O presidente da reunião de peritos da SADC, Augusto Rosa Neto, disse que foi aprovada a assinatura de um memorando de entendimento para a criação de laboratórios supranacionais de referência, em centros regionais de excelência.
“Neste momento, existem laboratórios na África do Sul, Zimbabwe e Botswana, que vão atender os casos de malária, tuberculose e VIH/Sida dos países membros da SADC”, informou.
Os laboratórios nacionais vão continuar a funcionar normalmente, mas os que não têm condições para realizar exames podem enviar para os países membros que dispõem de capacidade.

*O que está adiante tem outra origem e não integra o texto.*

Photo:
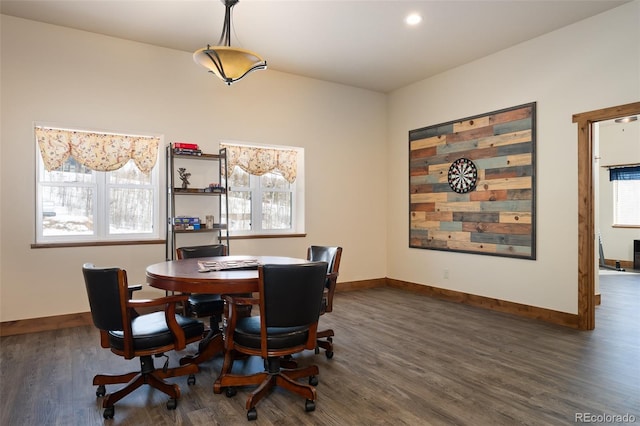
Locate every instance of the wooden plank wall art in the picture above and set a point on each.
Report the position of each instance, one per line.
(472, 184)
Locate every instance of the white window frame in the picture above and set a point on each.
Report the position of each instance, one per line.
(297, 197)
(626, 207)
(100, 184)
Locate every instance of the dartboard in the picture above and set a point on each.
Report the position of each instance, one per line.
(463, 175)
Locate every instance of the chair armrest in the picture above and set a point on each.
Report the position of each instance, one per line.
(141, 303)
(332, 280)
(240, 300)
(170, 303)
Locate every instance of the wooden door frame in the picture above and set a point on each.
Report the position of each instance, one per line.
(586, 229)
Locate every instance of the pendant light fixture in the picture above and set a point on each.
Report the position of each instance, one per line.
(230, 64)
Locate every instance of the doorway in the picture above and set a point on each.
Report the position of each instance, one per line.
(586, 227)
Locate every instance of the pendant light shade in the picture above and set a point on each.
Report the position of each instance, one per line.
(230, 64)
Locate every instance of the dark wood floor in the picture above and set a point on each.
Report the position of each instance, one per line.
(400, 359)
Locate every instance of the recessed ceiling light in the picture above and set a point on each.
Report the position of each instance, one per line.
(413, 19)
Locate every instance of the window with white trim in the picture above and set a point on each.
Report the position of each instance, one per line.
(626, 195)
(95, 187)
(266, 189)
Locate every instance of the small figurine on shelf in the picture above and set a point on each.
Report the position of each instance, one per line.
(184, 177)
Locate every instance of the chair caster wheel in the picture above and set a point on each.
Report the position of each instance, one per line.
(109, 412)
(252, 414)
(309, 405)
(172, 404)
(101, 391)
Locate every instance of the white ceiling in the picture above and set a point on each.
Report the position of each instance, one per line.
(359, 43)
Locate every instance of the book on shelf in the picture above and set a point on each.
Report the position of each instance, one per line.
(187, 151)
(186, 145)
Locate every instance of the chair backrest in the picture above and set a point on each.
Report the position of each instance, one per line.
(291, 295)
(201, 251)
(107, 290)
(328, 254)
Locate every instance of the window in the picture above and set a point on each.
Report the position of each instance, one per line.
(265, 190)
(626, 195)
(75, 202)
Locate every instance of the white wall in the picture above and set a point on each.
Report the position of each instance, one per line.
(589, 65)
(356, 145)
(618, 143)
(68, 77)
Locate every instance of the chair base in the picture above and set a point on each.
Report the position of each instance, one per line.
(267, 380)
(148, 375)
(327, 344)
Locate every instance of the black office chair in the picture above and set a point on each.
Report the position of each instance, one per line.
(332, 256)
(290, 298)
(130, 335)
(201, 304)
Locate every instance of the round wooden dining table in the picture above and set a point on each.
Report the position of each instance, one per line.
(194, 276)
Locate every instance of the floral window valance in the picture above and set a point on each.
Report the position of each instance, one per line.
(258, 161)
(624, 173)
(98, 151)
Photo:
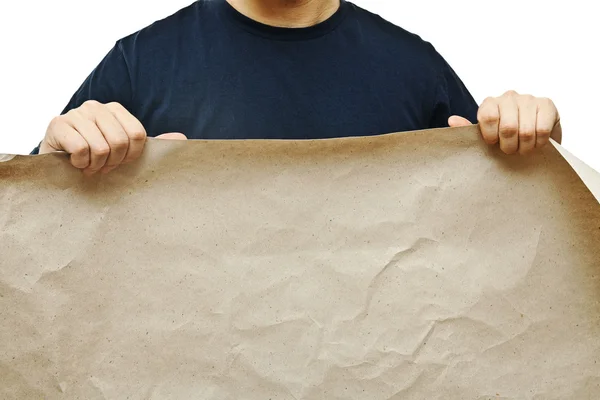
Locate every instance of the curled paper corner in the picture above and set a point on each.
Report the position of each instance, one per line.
(6, 157)
(588, 175)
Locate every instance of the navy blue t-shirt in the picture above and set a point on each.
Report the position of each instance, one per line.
(210, 72)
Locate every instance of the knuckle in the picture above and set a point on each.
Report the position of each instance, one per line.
(508, 130)
(527, 135)
(55, 122)
(137, 135)
(101, 150)
(114, 106)
(488, 116)
(90, 104)
(544, 132)
(120, 142)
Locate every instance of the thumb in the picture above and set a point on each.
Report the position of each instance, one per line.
(172, 136)
(456, 121)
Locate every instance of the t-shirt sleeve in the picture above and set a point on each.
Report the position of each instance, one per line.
(452, 97)
(109, 82)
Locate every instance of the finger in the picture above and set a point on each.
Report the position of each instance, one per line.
(172, 136)
(456, 121)
(98, 147)
(508, 128)
(133, 128)
(66, 138)
(527, 124)
(115, 136)
(547, 120)
(488, 116)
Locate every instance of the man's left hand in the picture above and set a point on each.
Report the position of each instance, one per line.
(519, 123)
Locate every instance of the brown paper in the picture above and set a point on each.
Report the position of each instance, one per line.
(419, 265)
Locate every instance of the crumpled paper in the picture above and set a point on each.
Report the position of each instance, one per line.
(417, 265)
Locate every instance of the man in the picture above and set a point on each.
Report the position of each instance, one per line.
(277, 69)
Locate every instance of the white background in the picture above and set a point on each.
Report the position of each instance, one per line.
(546, 48)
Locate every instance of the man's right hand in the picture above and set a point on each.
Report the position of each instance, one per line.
(99, 137)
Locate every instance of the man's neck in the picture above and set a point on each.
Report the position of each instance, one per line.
(287, 13)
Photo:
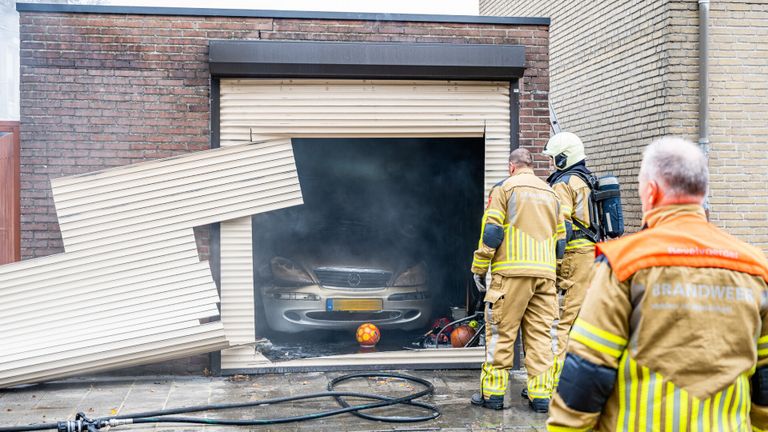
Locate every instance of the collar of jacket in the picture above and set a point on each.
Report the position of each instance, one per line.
(520, 171)
(662, 215)
(578, 166)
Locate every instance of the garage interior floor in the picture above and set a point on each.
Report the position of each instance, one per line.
(104, 395)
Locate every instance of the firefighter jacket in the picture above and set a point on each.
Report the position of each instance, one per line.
(519, 228)
(673, 328)
(574, 194)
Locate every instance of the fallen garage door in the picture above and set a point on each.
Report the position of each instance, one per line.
(130, 288)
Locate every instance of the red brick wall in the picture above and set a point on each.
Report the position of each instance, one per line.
(101, 90)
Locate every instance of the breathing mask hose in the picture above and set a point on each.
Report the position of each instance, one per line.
(82, 423)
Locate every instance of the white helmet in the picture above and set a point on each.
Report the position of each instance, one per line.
(566, 149)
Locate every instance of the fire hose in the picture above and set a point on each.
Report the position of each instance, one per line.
(81, 423)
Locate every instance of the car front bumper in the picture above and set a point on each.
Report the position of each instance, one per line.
(293, 316)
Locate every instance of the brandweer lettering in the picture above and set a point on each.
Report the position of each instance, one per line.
(707, 252)
(703, 291)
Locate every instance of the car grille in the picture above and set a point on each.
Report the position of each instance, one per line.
(354, 316)
(352, 279)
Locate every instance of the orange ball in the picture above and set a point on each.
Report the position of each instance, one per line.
(461, 335)
(368, 335)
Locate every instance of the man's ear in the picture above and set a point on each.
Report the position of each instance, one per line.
(654, 193)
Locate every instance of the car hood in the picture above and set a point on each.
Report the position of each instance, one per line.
(386, 256)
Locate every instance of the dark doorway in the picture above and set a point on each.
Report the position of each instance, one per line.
(386, 236)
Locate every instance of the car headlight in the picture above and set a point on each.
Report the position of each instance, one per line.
(285, 270)
(416, 275)
(294, 296)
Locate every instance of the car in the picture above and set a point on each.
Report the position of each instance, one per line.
(345, 274)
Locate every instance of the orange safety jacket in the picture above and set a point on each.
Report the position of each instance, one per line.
(673, 329)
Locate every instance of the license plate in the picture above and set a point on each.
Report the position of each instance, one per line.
(354, 305)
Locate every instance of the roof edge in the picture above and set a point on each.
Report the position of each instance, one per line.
(349, 16)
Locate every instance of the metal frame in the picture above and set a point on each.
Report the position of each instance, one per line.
(247, 13)
(366, 60)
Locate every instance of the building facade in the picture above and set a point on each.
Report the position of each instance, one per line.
(624, 73)
(105, 87)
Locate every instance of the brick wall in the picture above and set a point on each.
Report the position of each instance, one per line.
(624, 73)
(100, 90)
(611, 65)
(739, 118)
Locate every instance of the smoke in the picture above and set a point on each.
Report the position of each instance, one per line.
(406, 200)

O Lesoto, as Ilhas Maurícias e as Seychelles são os três países da SADC que já não registam casos de malária, enquanto Moçambique é aquele que regista o maior índice de casos. Na altura, a directora nacional adjunta de Saúde Pública de Moçambique, Rosa Marlene, apontou como causas principais a situação epidemiológica e as questões ecológicas resultantes do clima.
“Moçambique é uma região que tem grandes rios e muita água na costa. Por essa razão, já tivemos dez milhões de pessoas infectadas com malária. Neste momento, estamos com três milhões de casos”, sublinhou a responsável moçambicana.
A doença é uma das principais causas de morte em Moçambique, razão pela qual tem sido prioridade do governo coordenar os métodos de prevenção e de cura.
“Este encontro tem vantagens porque, para conseguirmos eliminar a malária, as acções têm de ser concertadas e, com a troca de experiências e informação, podemos chegar a melhores soluções”, acrescentou Rosa Marlene.